Myth №4: You can let security software learn on the client side
Let’s say, it processes the client’s files. Most of them will be clean, but some will be malicious. The latter are mutating, of course, but the model will learn.
However, it doesn’t work like that, because the number of malware samples passing through the computer of an average client is much smaller than the amount of malware samples collected by an antivirus lab system. And because there will be no samples for learning, there will be no generalization. Factor in the “creativity” of the virus writers (see the previous myth) and detection will fail, the model will start recognizing malware as clean files and will “learn the wrong things.”
Myth №5: It’s possible to develop a security solution that’s based solely on the ML model, without other detection methods
Why use multi-level protection based on different technologies? Why not put all your eggs in one basket if that basket is so smart and advanced? One algorithm is enough to solve everything. Right?
The thing is most malware belongs to families consisting of a large number of modifications of one malicious program. For example, Trojan-Ransom.Win32.Shade is a family of 30,000 cryptors. A model can be taught with a large number of samples, and it will gain the ability to detect future threats (within certain limits, see Myth №3). In these circumstances machine learning works well.
However, it’s often the case that a family consists of just a few samples, or even one. Perhaps the author didn’t want to go into battle with security software after his “brainchild” was immediately detected due to its behavior. Instead, he decided to attack those who had no security software installed or those who had no behavioral detection (i.e., those who had put all their eggs in one basket).
These sorts of “mini-families” cannot be used to teach a model – generalization (the essence of machine learning) is impossible with just one or two examples.
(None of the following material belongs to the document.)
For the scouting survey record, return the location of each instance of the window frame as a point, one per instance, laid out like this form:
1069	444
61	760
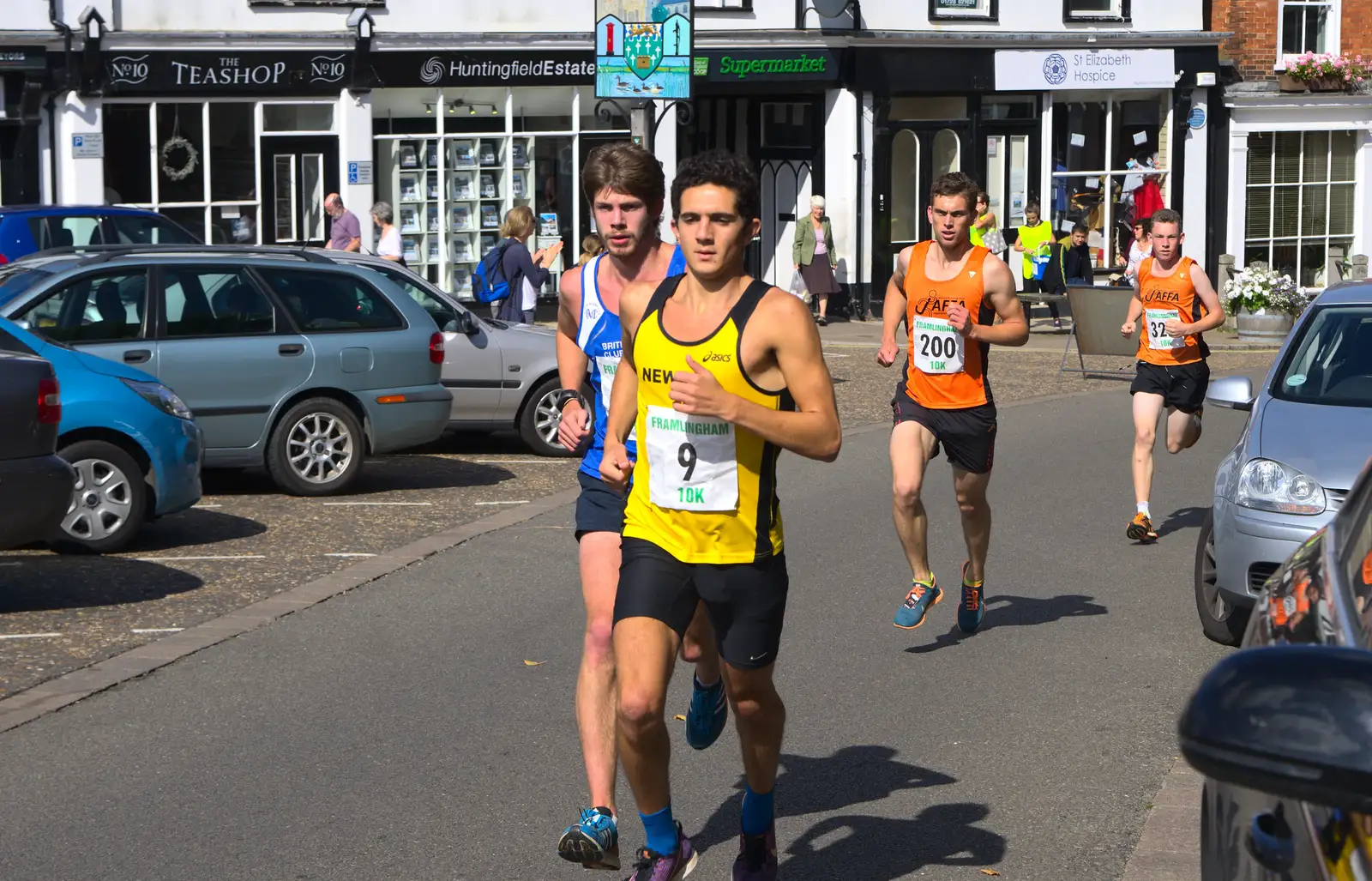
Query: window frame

In these circumstances, it is much more effective to detect a threat using time-tested methods based on the hash, masks, etc.
Another example is targeted attacks. The authors behind these attacks have no intention of producing more and more new samples. They create one sample for one victim, and you can be sure this sample will not be detected by a protection solution (unless it is a solution specifically designed for this purpose, for example, Kaspersky Anti-Targeted Attack Platform). Once again, hash-based detection is more effective.
Conclusion: different tools need to be used in different situations. Multi-level protection is more effective than a single level – more effective tools should not be neglected just because they are “out of fashion.”
The problem of Robocop
And one last thing. This is more of a warning than a myth. Researchers are currently paying more attention to what mistakes complex models are making: in some cases, the decisions they take, cannot be explained from the point of view of human logic.
Machine learning can be trusted. But critical systems (the autopilot in planes and automobiles, medicine, control services, etc.) usually have very strict quality standards; formal verification of software programs is used, while in machine learning, we delegate part of the thought process and responsibility to the machine. That’s why quality control of a model needs to be conducted by highly respected experts.